The same goes for constantly trying to solve the problems in your business, without ever knowing why you are even in business?  This scrambling will never give the best outcome, and you will be always working harder than you need to for the same results.

Those of you that have young children or have worked with them know how they are fixated with asking “why”. Regardless of whether they recognize this for what it is, they know it is the foundation of whether they will do something or not. I think questions are the key to learning, growth, and success, and if there is a hierarchy to questions then “why” would have to be number one. 

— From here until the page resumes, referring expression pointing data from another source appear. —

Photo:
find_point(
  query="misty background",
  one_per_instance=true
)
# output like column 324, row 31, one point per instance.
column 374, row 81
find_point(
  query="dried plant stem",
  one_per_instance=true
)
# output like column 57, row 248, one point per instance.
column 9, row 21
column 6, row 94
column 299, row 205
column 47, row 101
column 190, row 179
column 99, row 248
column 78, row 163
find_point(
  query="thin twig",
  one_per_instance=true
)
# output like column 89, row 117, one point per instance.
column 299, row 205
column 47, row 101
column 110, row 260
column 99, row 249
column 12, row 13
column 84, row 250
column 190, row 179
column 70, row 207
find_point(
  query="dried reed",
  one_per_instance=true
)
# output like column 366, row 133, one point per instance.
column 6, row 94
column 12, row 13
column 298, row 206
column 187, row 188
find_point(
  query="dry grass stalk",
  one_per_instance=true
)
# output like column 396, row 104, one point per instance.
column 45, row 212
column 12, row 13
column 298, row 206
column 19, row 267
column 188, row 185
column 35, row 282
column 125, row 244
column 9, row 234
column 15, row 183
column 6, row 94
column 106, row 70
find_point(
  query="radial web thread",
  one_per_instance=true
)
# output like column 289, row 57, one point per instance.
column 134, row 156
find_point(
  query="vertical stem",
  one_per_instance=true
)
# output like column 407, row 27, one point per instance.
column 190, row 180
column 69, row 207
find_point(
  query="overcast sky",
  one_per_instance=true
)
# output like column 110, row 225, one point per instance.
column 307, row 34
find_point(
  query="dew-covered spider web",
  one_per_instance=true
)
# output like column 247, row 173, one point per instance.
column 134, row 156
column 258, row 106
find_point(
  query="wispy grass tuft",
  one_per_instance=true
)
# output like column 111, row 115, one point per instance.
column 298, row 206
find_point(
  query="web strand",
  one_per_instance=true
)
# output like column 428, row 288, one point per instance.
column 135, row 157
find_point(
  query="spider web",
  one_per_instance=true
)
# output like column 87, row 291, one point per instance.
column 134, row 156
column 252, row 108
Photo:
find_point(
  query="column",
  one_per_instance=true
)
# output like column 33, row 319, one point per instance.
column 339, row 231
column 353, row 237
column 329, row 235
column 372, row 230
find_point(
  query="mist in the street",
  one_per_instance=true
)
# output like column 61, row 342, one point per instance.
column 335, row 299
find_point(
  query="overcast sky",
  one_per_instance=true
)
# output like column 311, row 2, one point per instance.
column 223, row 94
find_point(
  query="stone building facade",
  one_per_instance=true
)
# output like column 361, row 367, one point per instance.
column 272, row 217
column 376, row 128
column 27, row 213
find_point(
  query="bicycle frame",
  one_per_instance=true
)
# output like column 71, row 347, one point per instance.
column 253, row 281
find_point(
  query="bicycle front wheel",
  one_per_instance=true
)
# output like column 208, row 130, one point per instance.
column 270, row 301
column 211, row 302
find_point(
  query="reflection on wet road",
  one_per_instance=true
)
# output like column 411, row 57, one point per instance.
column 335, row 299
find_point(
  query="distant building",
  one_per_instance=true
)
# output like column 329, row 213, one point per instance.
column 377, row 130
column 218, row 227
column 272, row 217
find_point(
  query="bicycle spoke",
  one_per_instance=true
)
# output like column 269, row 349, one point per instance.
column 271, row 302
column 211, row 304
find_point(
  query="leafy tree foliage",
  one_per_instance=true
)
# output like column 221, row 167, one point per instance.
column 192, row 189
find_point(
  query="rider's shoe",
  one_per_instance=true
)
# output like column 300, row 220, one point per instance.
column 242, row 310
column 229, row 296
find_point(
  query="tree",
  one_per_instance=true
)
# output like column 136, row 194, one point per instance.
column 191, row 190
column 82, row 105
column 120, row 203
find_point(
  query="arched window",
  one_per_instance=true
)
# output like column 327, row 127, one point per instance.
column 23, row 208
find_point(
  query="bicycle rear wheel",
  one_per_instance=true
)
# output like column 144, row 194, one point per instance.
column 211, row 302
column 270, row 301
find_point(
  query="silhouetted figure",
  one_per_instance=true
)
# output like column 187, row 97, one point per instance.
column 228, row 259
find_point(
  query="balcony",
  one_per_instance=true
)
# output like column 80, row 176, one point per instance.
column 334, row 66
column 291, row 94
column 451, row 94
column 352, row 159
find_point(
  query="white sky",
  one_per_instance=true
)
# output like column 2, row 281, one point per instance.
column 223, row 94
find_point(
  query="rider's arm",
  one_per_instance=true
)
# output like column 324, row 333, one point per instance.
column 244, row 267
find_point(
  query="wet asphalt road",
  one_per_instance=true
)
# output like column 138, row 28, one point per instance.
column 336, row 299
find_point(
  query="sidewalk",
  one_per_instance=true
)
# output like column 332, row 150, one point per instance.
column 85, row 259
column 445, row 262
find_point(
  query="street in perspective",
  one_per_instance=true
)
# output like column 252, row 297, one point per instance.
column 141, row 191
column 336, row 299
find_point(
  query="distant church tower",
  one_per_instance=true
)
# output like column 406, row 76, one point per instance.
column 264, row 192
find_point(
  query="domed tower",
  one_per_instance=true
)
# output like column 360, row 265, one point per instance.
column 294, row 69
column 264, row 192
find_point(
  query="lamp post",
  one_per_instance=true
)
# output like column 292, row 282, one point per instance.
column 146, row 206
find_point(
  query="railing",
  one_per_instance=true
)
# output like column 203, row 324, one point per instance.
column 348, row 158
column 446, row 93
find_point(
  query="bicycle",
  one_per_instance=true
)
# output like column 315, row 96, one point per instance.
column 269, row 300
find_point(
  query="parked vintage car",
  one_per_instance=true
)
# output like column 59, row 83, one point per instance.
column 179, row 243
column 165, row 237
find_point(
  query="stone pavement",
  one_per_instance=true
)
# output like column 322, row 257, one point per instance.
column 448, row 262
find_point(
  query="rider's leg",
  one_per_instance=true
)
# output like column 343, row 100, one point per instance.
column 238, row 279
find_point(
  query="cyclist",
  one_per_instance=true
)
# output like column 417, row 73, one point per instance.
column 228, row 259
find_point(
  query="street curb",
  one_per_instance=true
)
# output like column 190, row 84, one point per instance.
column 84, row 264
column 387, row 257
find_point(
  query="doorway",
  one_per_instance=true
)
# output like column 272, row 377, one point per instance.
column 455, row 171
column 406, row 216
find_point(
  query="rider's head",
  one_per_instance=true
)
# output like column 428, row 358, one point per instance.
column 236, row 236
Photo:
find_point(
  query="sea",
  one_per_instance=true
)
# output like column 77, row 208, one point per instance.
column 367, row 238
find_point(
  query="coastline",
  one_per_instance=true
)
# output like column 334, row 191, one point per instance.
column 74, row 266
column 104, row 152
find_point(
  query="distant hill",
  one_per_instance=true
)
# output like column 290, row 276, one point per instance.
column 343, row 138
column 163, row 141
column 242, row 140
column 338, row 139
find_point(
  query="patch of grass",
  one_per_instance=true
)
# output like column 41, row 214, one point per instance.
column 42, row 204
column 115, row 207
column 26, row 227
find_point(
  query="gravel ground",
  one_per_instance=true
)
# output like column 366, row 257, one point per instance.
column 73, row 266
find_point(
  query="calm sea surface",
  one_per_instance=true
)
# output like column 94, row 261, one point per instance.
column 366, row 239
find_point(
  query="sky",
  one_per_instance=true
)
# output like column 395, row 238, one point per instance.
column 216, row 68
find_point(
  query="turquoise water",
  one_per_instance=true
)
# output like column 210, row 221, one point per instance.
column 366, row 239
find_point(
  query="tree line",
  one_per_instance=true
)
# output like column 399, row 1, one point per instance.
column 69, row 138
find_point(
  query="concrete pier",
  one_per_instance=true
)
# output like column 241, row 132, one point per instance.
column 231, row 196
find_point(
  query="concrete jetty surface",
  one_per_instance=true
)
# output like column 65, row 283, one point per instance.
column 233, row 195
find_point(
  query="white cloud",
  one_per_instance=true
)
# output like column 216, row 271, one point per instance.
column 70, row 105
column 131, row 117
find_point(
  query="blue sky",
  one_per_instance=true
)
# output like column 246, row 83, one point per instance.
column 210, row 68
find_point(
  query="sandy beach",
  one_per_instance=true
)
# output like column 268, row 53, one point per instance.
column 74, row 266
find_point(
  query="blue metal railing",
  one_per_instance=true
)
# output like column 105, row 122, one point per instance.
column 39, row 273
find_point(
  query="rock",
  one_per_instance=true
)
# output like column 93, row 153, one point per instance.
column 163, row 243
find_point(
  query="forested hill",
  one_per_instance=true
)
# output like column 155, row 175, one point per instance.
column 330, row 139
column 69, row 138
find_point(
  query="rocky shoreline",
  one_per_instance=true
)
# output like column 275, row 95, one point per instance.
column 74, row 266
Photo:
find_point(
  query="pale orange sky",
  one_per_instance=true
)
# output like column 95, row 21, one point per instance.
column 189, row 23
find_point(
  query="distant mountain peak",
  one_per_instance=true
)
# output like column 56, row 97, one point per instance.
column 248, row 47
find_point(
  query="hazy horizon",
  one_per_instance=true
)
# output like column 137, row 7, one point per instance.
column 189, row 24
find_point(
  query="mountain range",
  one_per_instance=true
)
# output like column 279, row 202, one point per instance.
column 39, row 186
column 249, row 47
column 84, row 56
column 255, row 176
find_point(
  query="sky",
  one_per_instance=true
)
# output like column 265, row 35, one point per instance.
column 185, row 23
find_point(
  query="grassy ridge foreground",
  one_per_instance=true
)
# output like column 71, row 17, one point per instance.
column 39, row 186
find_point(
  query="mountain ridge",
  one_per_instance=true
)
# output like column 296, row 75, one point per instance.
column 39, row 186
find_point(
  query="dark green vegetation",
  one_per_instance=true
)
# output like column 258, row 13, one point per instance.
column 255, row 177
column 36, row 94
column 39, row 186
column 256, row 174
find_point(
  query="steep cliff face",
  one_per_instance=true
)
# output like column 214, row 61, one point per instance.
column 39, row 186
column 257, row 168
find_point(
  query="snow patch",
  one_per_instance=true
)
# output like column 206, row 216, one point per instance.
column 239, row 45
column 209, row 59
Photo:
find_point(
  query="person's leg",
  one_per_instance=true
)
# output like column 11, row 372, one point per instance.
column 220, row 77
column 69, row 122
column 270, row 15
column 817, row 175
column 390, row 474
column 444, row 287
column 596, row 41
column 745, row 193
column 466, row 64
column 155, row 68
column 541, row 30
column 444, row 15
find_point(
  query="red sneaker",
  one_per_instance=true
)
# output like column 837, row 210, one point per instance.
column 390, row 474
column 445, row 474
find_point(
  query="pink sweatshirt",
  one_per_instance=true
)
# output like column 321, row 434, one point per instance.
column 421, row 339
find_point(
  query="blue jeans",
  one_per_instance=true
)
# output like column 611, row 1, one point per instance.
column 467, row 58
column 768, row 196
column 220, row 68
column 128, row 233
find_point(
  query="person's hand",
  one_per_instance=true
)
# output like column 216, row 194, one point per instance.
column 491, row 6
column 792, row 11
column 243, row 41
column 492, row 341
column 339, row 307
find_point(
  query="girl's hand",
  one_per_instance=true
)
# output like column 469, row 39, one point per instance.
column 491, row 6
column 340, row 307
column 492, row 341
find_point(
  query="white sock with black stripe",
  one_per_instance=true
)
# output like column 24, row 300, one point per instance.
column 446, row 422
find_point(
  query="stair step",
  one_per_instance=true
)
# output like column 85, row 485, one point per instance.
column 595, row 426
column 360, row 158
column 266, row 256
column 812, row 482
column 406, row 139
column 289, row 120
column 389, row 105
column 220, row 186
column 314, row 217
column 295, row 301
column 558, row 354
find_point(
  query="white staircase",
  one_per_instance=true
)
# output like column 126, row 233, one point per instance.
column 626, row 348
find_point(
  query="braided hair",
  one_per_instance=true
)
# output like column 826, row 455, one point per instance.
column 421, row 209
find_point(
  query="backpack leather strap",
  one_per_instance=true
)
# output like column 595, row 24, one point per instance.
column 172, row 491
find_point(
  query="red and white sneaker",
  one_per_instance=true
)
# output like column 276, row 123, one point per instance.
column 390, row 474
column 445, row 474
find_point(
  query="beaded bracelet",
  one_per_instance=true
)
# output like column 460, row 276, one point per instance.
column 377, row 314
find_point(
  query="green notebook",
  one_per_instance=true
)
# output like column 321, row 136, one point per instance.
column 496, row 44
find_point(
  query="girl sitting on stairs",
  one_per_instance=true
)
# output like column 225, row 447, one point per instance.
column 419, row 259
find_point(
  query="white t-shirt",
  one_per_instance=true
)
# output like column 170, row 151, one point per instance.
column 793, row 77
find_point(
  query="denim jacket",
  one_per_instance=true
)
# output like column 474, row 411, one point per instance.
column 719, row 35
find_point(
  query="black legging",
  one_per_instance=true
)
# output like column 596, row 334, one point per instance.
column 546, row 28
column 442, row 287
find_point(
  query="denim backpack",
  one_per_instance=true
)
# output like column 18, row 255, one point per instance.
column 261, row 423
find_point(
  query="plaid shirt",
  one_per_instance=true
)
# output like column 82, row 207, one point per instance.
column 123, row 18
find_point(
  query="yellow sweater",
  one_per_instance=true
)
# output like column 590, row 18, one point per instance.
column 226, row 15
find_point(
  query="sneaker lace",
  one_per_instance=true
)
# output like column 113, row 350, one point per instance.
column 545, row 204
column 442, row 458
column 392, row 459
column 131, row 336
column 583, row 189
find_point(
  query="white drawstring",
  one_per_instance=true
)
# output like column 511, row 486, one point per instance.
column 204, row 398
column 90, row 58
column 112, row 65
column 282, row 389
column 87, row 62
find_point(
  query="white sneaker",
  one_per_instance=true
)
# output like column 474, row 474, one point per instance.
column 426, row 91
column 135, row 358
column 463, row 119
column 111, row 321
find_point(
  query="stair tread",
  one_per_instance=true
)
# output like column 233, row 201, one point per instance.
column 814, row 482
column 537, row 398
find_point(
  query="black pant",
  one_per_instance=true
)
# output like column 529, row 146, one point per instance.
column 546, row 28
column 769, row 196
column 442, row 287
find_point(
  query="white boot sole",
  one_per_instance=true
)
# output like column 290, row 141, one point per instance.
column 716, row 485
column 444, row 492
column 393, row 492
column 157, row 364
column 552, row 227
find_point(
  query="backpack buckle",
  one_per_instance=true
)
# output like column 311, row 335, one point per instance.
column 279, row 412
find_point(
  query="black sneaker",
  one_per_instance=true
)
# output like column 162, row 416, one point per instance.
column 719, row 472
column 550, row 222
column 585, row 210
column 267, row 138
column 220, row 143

  • Engages your understanding of how important something is, its priority, and its urgency
  • Indicates the level of quality and the standard of work required.
  • Is the doorway to understanding our emotional attachment to something.

In summary “why” is often a connection to the purpose, and encourages the collaboration that allows big things to happen.

A few years back we watched Japan beat Ireland and Scotland in the 2019 Rugby World Cup, which in my opinion was a monumental feat. Consider that Ireland beat the All Blacks in 2016 and in 2018 so it would be reasonable to say that Japan would or at least could also, therefore, beat the All Blacks! 

The compelling question is why did Japan win? They focused hard on the task for over 12 months, they committed themselves to beat Ireland and get to the second round of the playoffs. Their planning and focus allowed them to build their belief and convince themselves that this was achievable.  Japan’s “why” was to honor the loyalty of their fans and their whole country who is supporting them by hosting the Rugby World Cup.

When your “why is clear and big enough, two things happen: 

  • You increase your conviction and also your likelihood of success. 
  • You focus more resources and commitment on the HOW.

This process of escalation builds focus and eliminates other distractions. Once this gets to a  singular focus; Take the case of young Maasai men needing to kill a lion to reach manhood and warrior status. It becomes non-negotiable, thereby demanding total commitment and conviction to succeed and to kill that lion or die in the process.

If you do not have a written statement that encompasses your “why”, then start right now by creating that.

  1. Once you have written it down, it is very important to test it for strength. 
  2. Write down all the things you did today and then rate them 1 to 10 relative to their alignment to your why statement IE. To run my business by example, doing all the things that I teach, and advocate that my clients should do: a written vision, a business plan, and KPI’s shared 90-day goals, etc.
  3. Now mark those with a score. If 10 equals excellent alignment and 0 equals no value.
  4. I add up the score and divide it by the number of tasks on my list to get a percentage.  

The closer you get to 100 the more you know about the power of your why. If after a week or so you aren’t trending towards improvement you will know you have to do more work on your why factor.